Joe Abraham, Director of Sustainability at The University of Arizona



What interested you about sustainability?

I think I can trace my interest in sustainability back to my parents, who also care deeply about the environment and the welfare of people.  We spent a lot of time outdoors and traveling around the world.  My training as a geographer and environmental scientist has helped me make it part of my professional life, and I am very grateful for that.

How has the sustainability program at The University of Arizona (UA) advanced throughout the years?

Sustainability has long been and remains an important focus in many parts of the UA.  We are truly world-class when it comes to interdisciplinary environmental research and education.  We have a very large impact locally, regionally, and around the world.  There are so many staff, faculty, students and administrators advancing sustainability through their work on and off campus, yet it’s not being driven by a directive from the top.  I get to work with a lot of people who are leaders and innovators in their fields.

Are there any major projects you are working on now through the program?

We are conducting a university-wide assessment of our sustainability programs, investments and activities that spans operations, education, research, outreach and administration.  It’s part of a national assessment of higher education institutions.

What do you hope to achieve through this project?

In addition to gaining recognition, we’re using it in the coming year to develop a strategic plan to ensure our position as a leader in sustainability among our peers.
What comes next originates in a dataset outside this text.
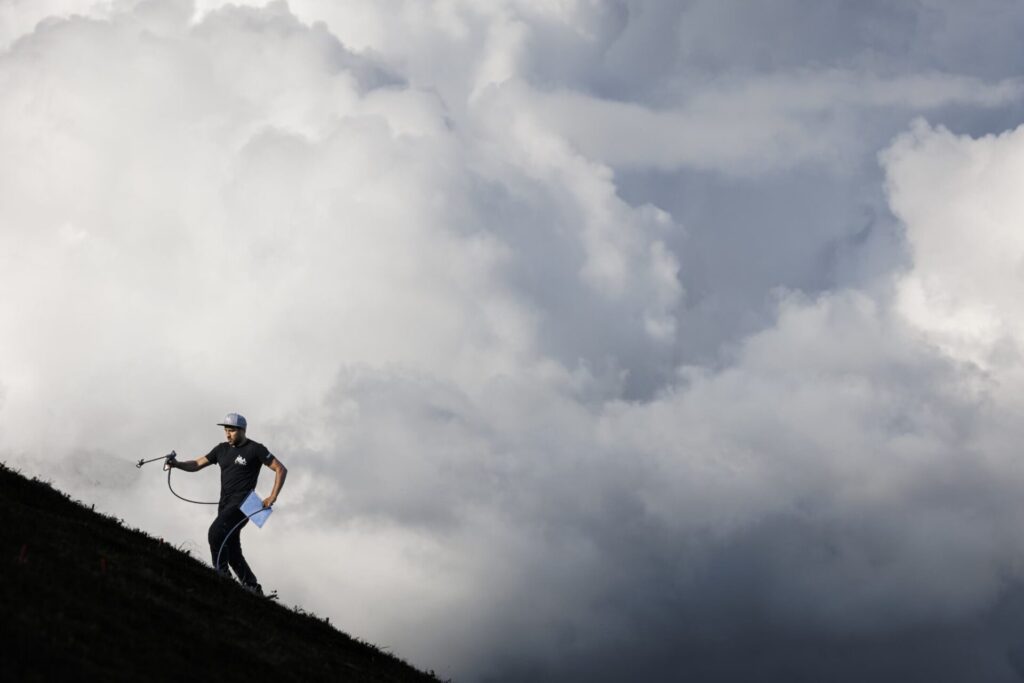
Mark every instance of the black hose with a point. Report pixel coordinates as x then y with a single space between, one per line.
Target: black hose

How are students involved with the sustainability program and projects?

Students have long been a driving force in making the UA a more environmentally sustainable institution.  I work closely with student leaders on a variety of projects, including our new Green Fund that a committee of students uses to support a range of sustainability projects on campus.  I also have graduate assistants and undergraduate interns in my office working on several projects, including the university-wide sustainability assessment.

What excites you most about sustainability?

I enjoy the fact that it’s very interdisciplinary, draws on many different fields, and brings people together to find solutions to complex problems.  It’s not about doing things the same as before, which can be uncomfortable for some people.

What advice would you give someone just starting to explore sustainability?

Do what you love and the job will follow, but I know that might be hard to believe with our current job market.  I admire people who are able to do this.  Also, talk with people in the fields you are interested in to see what their jobs are really like, what skills are needed, and where the field is headed.  Creativity is also really important.

How do you incorporate sustainability into your home?

We try to ride our bikes as much as possible to work and for errands.  We buy some organic produce; we’re not vegetarian but don’t eat much meat.  We often shop for clothes at resale shops.  We own a house a couple of miles from the UA that was built in the 1950s, so we’re working on making it more energy-efficient and developing a comfortable low-water landscape.  It all adds up.

What do you enjoy doing when you are not working?

My family takes up most of my time, but I play ultimate Frisbee and ride my bikes when I can.  I also like to cook.